Under STURAA, recipients of federal funds must set an overall goal of ten percent or more for participation by DBEs. Where a state seeks to impose an overall goal of less than 10%, the regulations specifically set forth the necessary information which must be supplied to justify such a request. See 49 C.F.R. section 23.65. The regulations also clearly contemplate that recipients may set a goal larger than the 10% minimum, so long as the figure is "practical and related to the availability of DBEs in desired areas of expertise." 49 C.F.R. section 23.45(g). The Court, however, need not resolve at this time whether the 37% figure is outside the bounds of federal authority under STURAA since it appears that the legislative findings of discrimination in the local construction industry which were analyzed in connection with the Minority Contracting Act may also justify a 37% set-aside goal for federally funded construction projects.
As with the MBE program, Croson here argues that the DBE program is not narrowly tailored as applied. O'Donnell contends that since 1987 approximately 49% of all federally funded road construction contracts have been reserved for DBEs. See Fifth Affidavit of Arnold J. O'Donnell, dated January 29, 1991. For the reasons discussed in connection with the MBE program, the Court believes that a substantial question has been raised regarding whether in practice the DBE program unduly burdens non-minorities; however, further inquiries must be made by this Court before a determination can be made whether the DBE program is sufficiently narrowly tailored.
For the foregoing reasons, the Court concludes that O'Donnell has not demonstrated that it is likely to prevail on the merits of its claim that the DBE program is an unconstitutional violation of the equal protection clause.
D. Irreparable Injury, Harm to Other Parties & the Public Interest
Having concluded that O'Donnell has not demonstrated that it is likely to prevail on the merits of its claims that the District's MBE and DBE programs are unconstitutional, the Court must now turn to the other three Holiday Tours factors to determine whether injunctive relief is warranted.
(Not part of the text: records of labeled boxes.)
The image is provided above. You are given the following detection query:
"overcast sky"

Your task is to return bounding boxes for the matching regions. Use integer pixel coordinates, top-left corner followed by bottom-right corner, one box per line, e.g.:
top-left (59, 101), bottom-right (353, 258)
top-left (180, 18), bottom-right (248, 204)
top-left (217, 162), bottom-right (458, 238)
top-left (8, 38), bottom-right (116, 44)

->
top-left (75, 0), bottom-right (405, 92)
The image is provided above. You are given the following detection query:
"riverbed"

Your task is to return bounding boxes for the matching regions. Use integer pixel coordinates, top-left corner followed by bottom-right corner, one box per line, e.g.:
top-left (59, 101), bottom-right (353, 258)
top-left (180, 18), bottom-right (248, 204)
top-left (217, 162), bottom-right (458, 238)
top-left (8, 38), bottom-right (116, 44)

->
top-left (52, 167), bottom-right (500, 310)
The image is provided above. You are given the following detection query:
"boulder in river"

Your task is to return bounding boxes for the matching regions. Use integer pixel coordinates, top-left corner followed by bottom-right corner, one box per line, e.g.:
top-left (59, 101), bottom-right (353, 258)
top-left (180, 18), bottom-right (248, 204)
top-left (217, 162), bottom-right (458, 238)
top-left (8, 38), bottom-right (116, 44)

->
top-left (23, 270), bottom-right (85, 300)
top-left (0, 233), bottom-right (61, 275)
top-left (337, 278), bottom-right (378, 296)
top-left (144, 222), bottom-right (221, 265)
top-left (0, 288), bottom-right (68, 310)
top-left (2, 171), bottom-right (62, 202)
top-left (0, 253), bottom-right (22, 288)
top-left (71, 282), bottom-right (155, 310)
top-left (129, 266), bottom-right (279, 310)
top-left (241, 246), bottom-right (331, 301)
First, the irreparable injury issue does not weigh in favor of granting a preliminary injunction. O'Donnell alleges two types of irreparable injury. He asserts that the alleged violation of constitutional equal protection rights constitutes irreparable harm. This argument must be rejected in view of the fact that O'Donnell has not persuaded the Court that it is likely to succeed on its claim of constitutional violations. O'Donnell also contends that if the set-aside programs continue to operate during the pendency of this suit, it would be difficult to prove money damages. The Court must reject this argument as well. "Conjecture about a possibility of difficulties with damage computations is inadequate to support an injunction before trial. Because plaintiff presented no evidence on the issue, we cannot agree that irreparable injury is 'apparent'. In addition, that difficult damage calculations 'may' occur is not enough." Northeastern Florida Chapter of Ass'n of General Contractors v. City of Jacksonville, Fla., 896 F.2d 1283, 1286 (11th Cir. 1990) (reversing issuance of injunction prohibiting enforcement of minority set-aside ordinance on grounds that plaintiff had not made showing of irreparable injury) (citing Sampson v. Murray, 415 U.S. 61, 88-89, 94 S. Ct. 937, 951-52, 39 L. Ed. 2d 166 (1974)).
Second, it does not appear that the balance of hardships tips sharply in O'Donnell's favor. At most, O'Donnell would suffer lost profits if there were a wrongful denial of a preliminary injunction. The harms that others will incur is primarily monetary also. For the District, although an injunction would not halt completion of construction projects, it would result in construction delays and increased administrative costs because of necessary changes in bid specifications. The economic harm to affected MBEs and DBEs is also not minimal.
Finally, the public interest does not favor the granting of injunctive relief. The public has a strong interest in remedying discrimination in the local construction industry. Since the Court has found that O'Donnell does not have a likelihood of succeeding on the merits of its claim that the challenged set-aside programs are unconstitutional, it follows that enjoining the implementation of these programs is not in the public interest.
Accordingly, it is hereby
ORDERED that plaintiff's motion for a preliminary injunction is denied.